Just because you can't repro if fast doesn't mean that your reproduction
rate is the lower limit.

> I haven't sat on anything, this has been part of my error state capture
> improvement patches which I've intended to upstream for several months now.
> I consider this part of the overall stability issue and grouped it together
> with all the other patches necessary to make the machine not crash for the
> duration of my test. I would've upstreamed this series a long time ago if I
> had actually been given time to work on it but that's another discussion.

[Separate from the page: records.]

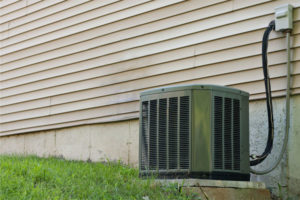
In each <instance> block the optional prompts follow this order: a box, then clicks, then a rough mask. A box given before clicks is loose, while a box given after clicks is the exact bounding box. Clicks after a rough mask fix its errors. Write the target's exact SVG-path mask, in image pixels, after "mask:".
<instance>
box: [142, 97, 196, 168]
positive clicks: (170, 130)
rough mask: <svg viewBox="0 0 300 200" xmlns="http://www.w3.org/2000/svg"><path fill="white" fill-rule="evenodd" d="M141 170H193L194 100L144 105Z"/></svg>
mask: <svg viewBox="0 0 300 200" xmlns="http://www.w3.org/2000/svg"><path fill="white" fill-rule="evenodd" d="M141 126H142V127H141V131H142V133H141V136H142V138H141V143H142V144H141V169H142V170H157V169H158V170H178V169H180V170H185V169H186V170H187V169H189V166H190V164H189V163H190V162H189V161H190V159H189V158H190V96H181V97H170V98H162V99H154V100H149V101H143V102H142V123H141Z"/></svg>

I guess Chris' reaction is because we've had tons of cases where bugfixes
like this where stuck in android trees because they where tied up with
some feature work. But I also know it's really hard to spot them, so in
casee of doubt please upstream small fixes aggressively.

Since this one here is outside of the error capture itself, and so code
where our existing assumption that error capture only runs when the driver
is dead since seconds is invalid, it's a prime candidate.
-Daniel
-- 
Daniel Vetter
Software Engineer, Intel Corporation
http://blog.ffwll.ch